Nachdem Orbán gleich zu Beginn der ungarischen EU-Ratspräsidentschaft Anfang Juli eine »Friedensmission« nach Moskau und Beijing unternommen hatte, die bei der Durchhaltefraktion in Brüssel ganz schlecht ankam, hatte Kommissionspräsidentin Ursula von der Leyen erklärt, nicht zum Antrittsbesuch nach Budapest zu fliegen und bis Jahresende keine Kommissare mehr, nur noch hohe Beamte, zu Ministertreffen zu schicken, die von der ungarischen Ratspräsidentschaft organisiert werden.

Darüber hinaus entschied Josep Borrell, der Außenbeauftragte des Staatenbundes, ein für Ende August von Ungarn angekündigtes Außenministertreffen in Budapest zu boykottieren. Borrell traf die Entscheidung Mitte Juli nach einem Treffen der Außenminister der Mitgliedstaaten in Brüssel und gegen den erklärten Willen der Regierungen Deutschlands, Spaniens, Luxemburgs und Sloweniens. Schon damals hatte Premier Frieden erklärt, grundsätzlich halte er »ganz wenig« von Boykotten.

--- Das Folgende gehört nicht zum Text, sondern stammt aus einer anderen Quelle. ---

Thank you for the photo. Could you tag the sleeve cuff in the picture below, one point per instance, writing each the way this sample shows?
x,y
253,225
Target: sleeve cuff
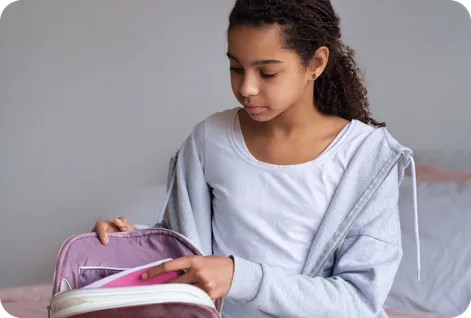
x,y
140,227
246,280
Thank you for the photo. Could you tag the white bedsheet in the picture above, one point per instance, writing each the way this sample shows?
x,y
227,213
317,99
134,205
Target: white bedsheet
x,y
32,301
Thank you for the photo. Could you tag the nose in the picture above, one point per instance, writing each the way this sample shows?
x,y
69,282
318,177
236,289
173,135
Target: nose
x,y
248,86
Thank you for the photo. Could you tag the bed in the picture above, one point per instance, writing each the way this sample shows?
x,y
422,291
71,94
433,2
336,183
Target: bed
x,y
32,302
444,193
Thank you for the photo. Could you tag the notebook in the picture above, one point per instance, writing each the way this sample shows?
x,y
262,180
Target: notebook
x,y
132,277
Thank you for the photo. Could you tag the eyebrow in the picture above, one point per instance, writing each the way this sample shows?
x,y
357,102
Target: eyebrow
x,y
257,62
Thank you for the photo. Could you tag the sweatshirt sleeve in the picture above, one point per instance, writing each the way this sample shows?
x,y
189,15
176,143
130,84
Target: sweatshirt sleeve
x,y
365,268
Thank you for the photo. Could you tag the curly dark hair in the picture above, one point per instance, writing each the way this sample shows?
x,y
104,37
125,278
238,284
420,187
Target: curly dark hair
x,y
308,25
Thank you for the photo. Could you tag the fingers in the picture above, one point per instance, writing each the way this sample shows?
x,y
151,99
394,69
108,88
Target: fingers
x,y
179,264
102,228
185,278
123,225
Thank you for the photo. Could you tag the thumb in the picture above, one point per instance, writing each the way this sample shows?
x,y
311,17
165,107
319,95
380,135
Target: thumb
x,y
121,225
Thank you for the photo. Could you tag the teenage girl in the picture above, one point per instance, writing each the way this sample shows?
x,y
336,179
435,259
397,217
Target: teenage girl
x,y
293,196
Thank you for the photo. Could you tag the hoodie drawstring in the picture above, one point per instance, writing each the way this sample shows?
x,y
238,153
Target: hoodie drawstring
x,y
416,215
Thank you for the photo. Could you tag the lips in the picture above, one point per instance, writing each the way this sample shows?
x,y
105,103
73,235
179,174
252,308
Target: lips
x,y
252,109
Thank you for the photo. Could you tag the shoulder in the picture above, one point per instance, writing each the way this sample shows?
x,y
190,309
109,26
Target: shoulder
x,y
211,127
378,148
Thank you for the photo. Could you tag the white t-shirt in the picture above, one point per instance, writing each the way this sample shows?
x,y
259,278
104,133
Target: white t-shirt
x,y
268,213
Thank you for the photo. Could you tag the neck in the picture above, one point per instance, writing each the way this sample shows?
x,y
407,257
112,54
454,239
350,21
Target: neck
x,y
298,117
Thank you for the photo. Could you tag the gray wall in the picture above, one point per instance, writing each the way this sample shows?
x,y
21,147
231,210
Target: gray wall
x,y
97,95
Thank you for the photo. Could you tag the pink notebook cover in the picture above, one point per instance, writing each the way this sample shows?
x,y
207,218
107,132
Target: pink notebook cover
x,y
132,277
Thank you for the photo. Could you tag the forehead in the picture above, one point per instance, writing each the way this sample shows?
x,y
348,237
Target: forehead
x,y
247,43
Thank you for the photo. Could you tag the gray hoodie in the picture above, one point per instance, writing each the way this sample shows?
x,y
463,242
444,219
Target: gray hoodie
x,y
354,256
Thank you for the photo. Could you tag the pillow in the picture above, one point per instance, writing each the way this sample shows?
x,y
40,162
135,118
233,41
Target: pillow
x,y
435,173
444,220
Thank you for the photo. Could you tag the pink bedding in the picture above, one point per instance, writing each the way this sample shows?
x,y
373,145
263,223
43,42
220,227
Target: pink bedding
x,y
32,302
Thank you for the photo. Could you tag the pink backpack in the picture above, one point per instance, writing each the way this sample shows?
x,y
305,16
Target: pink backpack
x,y
83,260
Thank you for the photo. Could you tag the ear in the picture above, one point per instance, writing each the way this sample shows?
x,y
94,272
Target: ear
x,y
318,62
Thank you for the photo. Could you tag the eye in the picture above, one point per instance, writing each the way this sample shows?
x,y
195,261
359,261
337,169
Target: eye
x,y
237,69
265,75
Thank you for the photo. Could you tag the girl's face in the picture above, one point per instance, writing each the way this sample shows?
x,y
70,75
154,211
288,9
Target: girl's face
x,y
266,78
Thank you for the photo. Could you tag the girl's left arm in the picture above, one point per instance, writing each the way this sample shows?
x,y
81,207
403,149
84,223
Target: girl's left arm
x,y
363,273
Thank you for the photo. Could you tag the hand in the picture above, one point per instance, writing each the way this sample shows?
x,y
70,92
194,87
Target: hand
x,y
213,274
117,225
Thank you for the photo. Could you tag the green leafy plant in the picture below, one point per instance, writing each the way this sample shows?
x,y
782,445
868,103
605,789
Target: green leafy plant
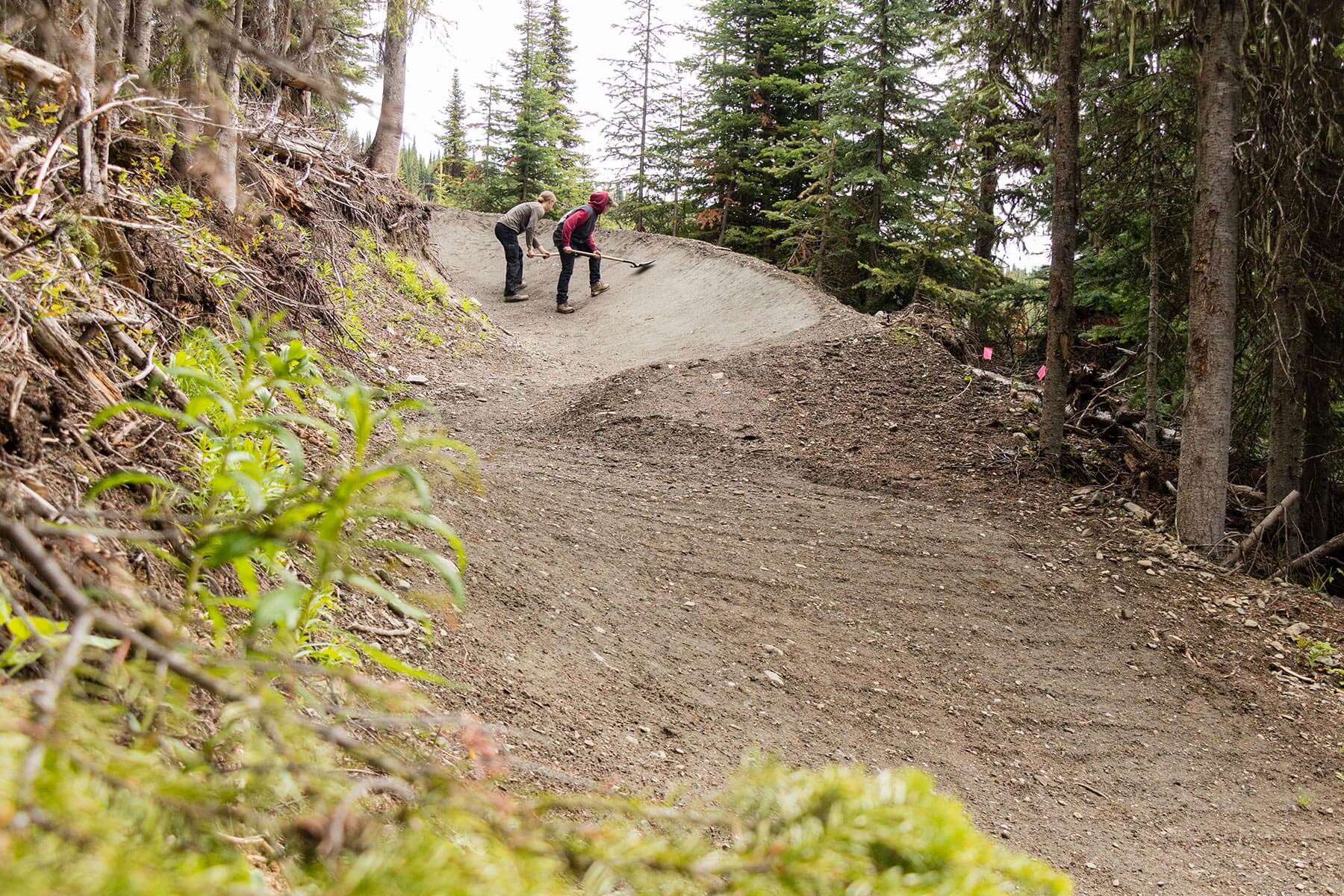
x,y
295,535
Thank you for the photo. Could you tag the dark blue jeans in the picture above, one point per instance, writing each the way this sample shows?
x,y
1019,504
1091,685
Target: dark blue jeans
x,y
562,290
512,258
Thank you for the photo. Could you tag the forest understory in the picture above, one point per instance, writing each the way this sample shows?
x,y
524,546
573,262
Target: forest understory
x,y
323,570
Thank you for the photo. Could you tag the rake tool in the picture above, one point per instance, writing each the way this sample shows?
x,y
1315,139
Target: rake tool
x,y
638,267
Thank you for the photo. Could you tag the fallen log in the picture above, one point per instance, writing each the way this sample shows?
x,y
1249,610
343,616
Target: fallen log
x,y
1265,526
34,69
1310,556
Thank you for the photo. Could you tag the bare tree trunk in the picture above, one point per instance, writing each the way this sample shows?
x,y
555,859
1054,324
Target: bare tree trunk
x,y
140,34
644,111
112,35
388,140
1216,240
226,120
987,230
1155,321
1063,234
1288,388
880,161
1317,505
818,276
82,62
724,220
676,166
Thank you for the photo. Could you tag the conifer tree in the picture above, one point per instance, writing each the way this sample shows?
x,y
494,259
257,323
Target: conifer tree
x,y
762,69
558,66
452,139
638,92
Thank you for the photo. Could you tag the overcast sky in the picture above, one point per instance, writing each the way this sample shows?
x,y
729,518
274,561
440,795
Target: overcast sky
x,y
472,35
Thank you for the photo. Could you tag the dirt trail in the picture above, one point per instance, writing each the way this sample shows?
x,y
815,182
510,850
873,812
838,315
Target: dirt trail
x,y
813,543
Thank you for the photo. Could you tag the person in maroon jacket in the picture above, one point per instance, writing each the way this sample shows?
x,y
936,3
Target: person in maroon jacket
x,y
576,233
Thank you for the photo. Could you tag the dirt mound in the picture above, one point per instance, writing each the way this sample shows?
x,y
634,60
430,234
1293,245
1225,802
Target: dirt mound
x,y
698,301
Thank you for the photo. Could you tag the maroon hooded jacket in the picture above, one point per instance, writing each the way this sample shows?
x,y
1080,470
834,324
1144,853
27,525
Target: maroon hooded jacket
x,y
576,228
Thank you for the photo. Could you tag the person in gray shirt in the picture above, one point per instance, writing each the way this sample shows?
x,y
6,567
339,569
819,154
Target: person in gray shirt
x,y
520,220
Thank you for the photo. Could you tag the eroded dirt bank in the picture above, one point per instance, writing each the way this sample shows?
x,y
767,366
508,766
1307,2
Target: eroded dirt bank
x,y
725,514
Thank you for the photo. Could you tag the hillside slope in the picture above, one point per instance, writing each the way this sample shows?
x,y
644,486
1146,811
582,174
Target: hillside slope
x,y
722,514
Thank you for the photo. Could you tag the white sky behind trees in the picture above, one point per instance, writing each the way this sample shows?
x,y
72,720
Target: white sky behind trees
x,y
472,35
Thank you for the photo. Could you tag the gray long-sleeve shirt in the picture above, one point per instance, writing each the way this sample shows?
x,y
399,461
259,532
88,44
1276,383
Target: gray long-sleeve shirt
x,y
523,220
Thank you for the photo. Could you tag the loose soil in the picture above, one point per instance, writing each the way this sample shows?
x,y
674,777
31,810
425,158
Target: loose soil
x,y
722,514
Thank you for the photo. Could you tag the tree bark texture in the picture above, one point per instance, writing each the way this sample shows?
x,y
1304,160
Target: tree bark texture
x,y
139,37
1152,390
1288,390
1216,242
388,140
1063,233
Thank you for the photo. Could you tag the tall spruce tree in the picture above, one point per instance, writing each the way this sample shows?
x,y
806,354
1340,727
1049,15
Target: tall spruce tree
x,y
558,65
1063,228
452,134
762,67
532,140
638,89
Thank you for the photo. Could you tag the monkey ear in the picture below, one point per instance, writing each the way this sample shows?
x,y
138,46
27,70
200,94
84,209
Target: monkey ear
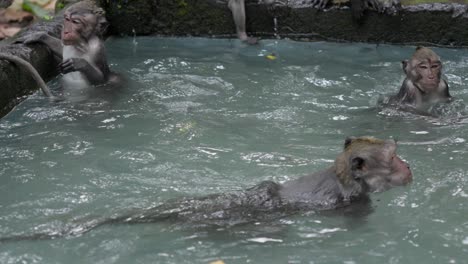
x,y
348,141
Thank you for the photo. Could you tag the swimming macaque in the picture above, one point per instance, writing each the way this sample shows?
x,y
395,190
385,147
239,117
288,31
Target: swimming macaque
x,y
366,165
81,46
26,65
423,84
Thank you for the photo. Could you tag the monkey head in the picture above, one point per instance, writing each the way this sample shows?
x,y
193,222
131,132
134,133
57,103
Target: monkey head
x,y
372,164
82,21
424,69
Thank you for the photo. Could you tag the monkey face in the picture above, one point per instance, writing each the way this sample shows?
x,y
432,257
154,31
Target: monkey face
x,y
429,73
386,170
78,27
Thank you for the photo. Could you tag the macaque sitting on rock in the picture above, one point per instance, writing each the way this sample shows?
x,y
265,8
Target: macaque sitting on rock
x,y
423,85
81,46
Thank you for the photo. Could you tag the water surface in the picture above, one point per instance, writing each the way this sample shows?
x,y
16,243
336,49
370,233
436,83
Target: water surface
x,y
203,116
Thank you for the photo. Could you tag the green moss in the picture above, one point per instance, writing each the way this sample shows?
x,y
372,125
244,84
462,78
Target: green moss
x,y
415,2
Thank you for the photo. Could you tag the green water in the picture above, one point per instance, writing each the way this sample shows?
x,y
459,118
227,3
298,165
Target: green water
x,y
203,116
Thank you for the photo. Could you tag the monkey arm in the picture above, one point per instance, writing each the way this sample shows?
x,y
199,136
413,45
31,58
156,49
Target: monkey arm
x,y
54,44
91,72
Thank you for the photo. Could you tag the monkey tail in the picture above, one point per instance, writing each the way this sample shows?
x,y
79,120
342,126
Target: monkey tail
x,y
30,69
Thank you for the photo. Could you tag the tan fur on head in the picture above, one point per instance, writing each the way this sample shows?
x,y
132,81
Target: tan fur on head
x,y
423,53
88,6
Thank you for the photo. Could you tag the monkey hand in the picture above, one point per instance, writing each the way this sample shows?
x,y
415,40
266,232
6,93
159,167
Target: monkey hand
x,y
73,64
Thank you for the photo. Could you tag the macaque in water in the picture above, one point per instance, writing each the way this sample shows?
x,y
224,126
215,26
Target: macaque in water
x,y
423,84
81,46
366,165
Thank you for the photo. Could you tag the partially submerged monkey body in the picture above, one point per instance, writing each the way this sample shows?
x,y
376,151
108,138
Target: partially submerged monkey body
x,y
423,85
366,165
81,47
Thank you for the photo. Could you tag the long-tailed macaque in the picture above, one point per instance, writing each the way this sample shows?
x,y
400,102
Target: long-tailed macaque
x,y
423,84
366,165
81,46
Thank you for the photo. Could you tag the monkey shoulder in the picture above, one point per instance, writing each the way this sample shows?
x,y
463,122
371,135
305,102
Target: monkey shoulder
x,y
316,191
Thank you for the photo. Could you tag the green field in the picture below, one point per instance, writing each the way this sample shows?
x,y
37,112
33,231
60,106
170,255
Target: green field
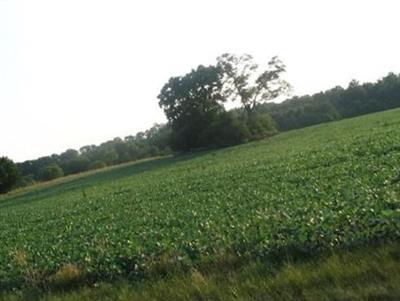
x,y
298,194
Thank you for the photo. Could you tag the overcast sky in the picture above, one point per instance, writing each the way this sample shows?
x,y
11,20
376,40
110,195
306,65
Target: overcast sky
x,y
81,72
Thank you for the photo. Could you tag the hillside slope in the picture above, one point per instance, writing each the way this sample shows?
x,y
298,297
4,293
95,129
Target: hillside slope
x,y
298,194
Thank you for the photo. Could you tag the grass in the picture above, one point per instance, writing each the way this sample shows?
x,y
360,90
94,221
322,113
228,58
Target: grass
x,y
241,210
371,273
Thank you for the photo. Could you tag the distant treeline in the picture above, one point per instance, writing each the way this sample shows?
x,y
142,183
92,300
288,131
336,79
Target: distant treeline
x,y
151,143
337,103
197,119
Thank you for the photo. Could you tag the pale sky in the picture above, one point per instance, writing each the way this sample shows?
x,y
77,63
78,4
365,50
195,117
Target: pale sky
x,y
81,72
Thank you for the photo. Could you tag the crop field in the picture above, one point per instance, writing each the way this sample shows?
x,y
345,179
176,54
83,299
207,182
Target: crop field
x,y
302,192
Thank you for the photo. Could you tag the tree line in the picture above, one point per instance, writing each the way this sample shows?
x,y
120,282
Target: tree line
x,y
194,105
337,103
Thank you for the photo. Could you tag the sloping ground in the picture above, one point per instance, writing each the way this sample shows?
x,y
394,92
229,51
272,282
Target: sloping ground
x,y
368,274
298,194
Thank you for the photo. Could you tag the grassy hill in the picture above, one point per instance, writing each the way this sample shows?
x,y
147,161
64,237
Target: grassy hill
x,y
318,191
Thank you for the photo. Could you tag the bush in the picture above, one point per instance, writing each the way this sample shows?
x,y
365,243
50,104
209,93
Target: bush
x,y
9,174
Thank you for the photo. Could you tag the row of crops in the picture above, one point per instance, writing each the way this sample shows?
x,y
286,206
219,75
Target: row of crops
x,y
329,186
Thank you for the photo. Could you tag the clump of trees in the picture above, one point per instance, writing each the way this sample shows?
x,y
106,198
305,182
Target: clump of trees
x,y
9,174
197,118
194,103
150,143
337,103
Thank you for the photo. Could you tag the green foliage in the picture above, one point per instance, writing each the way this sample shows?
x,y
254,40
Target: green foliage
x,y
243,81
297,194
153,142
9,174
97,165
191,102
371,273
337,103
51,172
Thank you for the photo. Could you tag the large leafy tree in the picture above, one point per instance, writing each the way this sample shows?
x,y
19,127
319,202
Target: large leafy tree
x,y
8,174
191,103
243,80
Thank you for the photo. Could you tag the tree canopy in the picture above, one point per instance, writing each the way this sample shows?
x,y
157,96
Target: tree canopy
x,y
9,174
242,80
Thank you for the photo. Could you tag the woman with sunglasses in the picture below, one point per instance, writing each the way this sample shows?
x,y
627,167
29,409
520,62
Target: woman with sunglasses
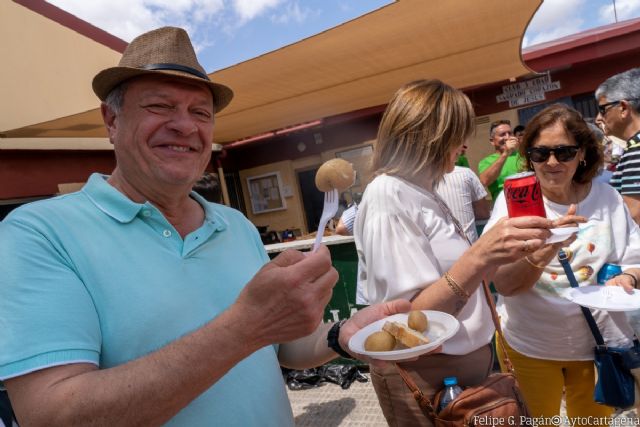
x,y
549,342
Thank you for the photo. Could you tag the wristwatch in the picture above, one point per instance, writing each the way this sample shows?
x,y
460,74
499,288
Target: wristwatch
x,y
332,340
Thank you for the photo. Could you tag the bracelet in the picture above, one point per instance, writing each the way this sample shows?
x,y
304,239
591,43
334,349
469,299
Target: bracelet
x,y
332,340
455,287
533,264
635,279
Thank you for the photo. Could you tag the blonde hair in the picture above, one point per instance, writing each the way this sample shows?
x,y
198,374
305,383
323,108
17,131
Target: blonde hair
x,y
424,121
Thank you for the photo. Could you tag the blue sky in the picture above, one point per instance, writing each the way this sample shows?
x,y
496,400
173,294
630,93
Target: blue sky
x,y
226,32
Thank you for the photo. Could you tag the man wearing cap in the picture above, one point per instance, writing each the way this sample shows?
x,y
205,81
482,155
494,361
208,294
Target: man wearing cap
x,y
136,302
618,100
505,161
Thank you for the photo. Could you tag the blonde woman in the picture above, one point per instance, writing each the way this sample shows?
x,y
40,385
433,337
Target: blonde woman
x,y
408,246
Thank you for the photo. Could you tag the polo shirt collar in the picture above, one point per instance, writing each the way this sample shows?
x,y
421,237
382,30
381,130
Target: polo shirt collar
x,y
109,200
118,206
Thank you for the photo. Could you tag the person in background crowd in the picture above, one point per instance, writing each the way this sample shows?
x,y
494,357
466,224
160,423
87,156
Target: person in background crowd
x,y
462,157
518,132
209,187
135,301
466,197
409,245
348,217
604,174
619,113
548,339
503,162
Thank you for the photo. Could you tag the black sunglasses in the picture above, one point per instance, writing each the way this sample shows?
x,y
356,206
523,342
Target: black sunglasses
x,y
562,153
602,108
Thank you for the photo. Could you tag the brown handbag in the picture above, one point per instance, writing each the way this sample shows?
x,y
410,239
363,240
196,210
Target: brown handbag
x,y
497,401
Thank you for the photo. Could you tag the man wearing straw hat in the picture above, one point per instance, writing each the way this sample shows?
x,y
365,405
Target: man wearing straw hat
x,y
136,302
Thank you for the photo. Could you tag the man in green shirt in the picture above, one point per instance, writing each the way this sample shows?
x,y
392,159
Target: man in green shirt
x,y
505,161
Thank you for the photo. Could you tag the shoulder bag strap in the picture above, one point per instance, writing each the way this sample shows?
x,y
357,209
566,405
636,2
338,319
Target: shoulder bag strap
x,y
562,257
487,292
425,404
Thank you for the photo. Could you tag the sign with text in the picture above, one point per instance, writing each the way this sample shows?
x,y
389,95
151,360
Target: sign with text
x,y
527,92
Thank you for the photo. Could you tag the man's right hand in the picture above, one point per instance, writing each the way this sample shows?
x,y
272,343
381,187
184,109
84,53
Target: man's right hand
x,y
286,299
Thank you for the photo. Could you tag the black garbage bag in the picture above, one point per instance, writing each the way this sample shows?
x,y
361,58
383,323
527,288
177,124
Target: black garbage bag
x,y
7,417
343,375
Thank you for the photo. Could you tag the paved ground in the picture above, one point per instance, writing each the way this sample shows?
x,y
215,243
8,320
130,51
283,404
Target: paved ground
x,y
331,406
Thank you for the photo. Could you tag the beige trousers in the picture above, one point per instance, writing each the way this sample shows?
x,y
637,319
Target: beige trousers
x,y
428,372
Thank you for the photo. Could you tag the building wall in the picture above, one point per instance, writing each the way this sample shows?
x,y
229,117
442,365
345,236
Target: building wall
x,y
29,173
51,67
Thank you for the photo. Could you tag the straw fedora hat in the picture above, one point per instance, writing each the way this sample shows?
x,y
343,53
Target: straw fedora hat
x,y
166,51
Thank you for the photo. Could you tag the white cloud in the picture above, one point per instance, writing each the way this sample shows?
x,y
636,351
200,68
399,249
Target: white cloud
x,y
554,19
292,13
249,9
129,18
625,9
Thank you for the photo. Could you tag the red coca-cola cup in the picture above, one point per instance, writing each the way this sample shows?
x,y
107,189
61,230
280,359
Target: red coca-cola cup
x,y
524,196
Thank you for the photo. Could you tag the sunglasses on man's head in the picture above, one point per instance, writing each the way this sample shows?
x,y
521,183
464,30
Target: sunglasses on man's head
x,y
602,108
497,123
562,153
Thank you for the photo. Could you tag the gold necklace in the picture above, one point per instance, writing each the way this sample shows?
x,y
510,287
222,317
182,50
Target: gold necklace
x,y
576,202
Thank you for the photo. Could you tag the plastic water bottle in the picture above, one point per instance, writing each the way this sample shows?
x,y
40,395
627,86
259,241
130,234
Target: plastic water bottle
x,y
607,272
451,391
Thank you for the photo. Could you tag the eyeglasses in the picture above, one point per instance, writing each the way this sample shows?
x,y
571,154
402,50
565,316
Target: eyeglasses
x,y
562,153
602,108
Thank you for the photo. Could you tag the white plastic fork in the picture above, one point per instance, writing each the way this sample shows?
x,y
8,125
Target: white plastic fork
x,y
328,211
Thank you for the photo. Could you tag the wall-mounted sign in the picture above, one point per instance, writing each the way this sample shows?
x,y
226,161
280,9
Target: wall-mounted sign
x,y
528,91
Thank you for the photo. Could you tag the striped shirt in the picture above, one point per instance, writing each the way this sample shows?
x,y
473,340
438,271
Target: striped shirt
x,y
626,178
459,189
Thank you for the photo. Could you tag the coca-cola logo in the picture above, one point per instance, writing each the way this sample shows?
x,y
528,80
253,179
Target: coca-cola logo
x,y
521,194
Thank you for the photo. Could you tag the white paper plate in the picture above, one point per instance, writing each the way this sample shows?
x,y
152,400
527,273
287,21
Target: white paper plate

Deutlicher wurde Amtsvorgänger und Außenminister Xavier Bettel, der Borrells Boykottankündigung auf dem letzten Außenministertreffen vor der Sommerpause Mitte Juli in Brüssel »Schwachsinn« nannte und dafür warb, nach Budapest zu reisen und dort der ungarischen Regierung »klar und deutlich die Meinung zu sagen«. Unterstützung für Borrells Konfrontationskurs kam dagegen aus ost- und nordeuropäischen Mitgliedstaaten wie Polen, Litauen und Schweden.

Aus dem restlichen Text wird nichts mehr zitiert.